Par Ludger Ramme, Président de la CEC European Managers et Saša Mrak, MBA, Directrice exécutive de l’Association des managers de Slovénie
Selon certains chercheurs, le terme de « durabilité » a été trouvé la première fois dans un livre écrit en 1713 par un expert allemand en foresterie, Carl von Carlowitz. Dans son Traité sur les forêts, M. von Carlowitz défendait l’idée que le bois devait exploité de manière à ce que son utilisation soit « perpétuelle » et comme une ressource rare dont la gestion devait être assurée pour répondre aux besoins des futures générations.

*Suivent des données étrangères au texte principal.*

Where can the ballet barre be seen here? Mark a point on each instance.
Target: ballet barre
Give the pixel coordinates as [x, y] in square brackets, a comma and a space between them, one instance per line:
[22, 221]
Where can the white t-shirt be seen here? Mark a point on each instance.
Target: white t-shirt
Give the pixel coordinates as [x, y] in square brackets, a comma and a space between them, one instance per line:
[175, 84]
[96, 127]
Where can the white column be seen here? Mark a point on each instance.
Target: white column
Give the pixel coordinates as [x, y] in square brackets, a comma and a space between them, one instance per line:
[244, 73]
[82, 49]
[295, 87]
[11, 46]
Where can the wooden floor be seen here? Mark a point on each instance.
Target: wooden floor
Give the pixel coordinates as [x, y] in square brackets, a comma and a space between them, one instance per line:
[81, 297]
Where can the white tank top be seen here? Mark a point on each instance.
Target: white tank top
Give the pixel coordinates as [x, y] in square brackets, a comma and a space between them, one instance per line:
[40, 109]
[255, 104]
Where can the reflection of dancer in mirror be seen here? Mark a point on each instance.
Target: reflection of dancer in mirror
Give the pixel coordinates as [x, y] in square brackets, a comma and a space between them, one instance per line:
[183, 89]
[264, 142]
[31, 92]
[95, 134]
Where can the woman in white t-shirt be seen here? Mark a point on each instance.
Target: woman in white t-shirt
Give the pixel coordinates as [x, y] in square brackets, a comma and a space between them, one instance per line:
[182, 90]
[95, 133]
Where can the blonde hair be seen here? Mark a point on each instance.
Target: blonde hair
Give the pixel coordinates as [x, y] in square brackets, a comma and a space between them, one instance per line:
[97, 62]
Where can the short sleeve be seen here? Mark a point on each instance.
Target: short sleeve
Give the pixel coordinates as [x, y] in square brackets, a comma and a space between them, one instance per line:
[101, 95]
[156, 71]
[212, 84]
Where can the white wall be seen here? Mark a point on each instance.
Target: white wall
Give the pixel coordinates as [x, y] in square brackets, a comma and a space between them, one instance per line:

Le concept a évolué depuis, devenant pratiquement un élément de référence dans chaque aspect de notre vie, mais ses fondements sont restés les mêmes : comment assurer l’exploitation d’une ressource, compte tenu de sa finitude, au profit des générations actuelles sans compromettre le droit de son utilisation aux générations futures. Au cours des 30 dernières années, le profil environnemental du terme a été « enrichi » par des réflexions sur ses facteurs sociaux, humains, relationnels, politiques et mondiaux.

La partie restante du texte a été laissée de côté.